Humans spend today most of their time indoors and they need location based facilities, especially in public buildings. However, a large amount of indoor space is unmapped. An innovative solution for this issue is to exploit the data that is already available, coming from mobile devices. Despite being indispensable tools for everyday life, they are a meaningful source of information supported by powerful sensors and increasing computational power. In this way, ComNSense project has the purpose of using the mobile data coming from the crowd, for automatically mapping indoor environments. Therefore, it is assumed that mobile device users are walking through public indoor environments and send the acquired data to a server for modeling the 3D space. The server has also to send quality indictors back to the users and to direct them to the locations where the obtained model is suffering of a lack of information.

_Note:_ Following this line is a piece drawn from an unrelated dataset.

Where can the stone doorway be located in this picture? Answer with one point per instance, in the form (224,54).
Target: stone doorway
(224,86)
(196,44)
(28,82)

Considering that the input data is coming from different sources and that it may be noisy and incomplete, it is meant to develop, on the server, a robust algorithm which makes use of an interior grammar capable to describe 3D structures and semantic information. An important feature of the grammar should be its capability of learning and predicting the semantic information, which will help in determining the purpose of the specific space.
Knowing that most of the public buildings contain spaces with poor texture, first investigations with a depth sensor, Google Project Tango, were done. The resulted point cloud was passed through a pre-processing pipeline for removing the noise and obtaining a suitable input format for the interior grammar. A sample of a point cloud acquired with Project Tango and the resulted orthographic image can be observed in (Figure 1).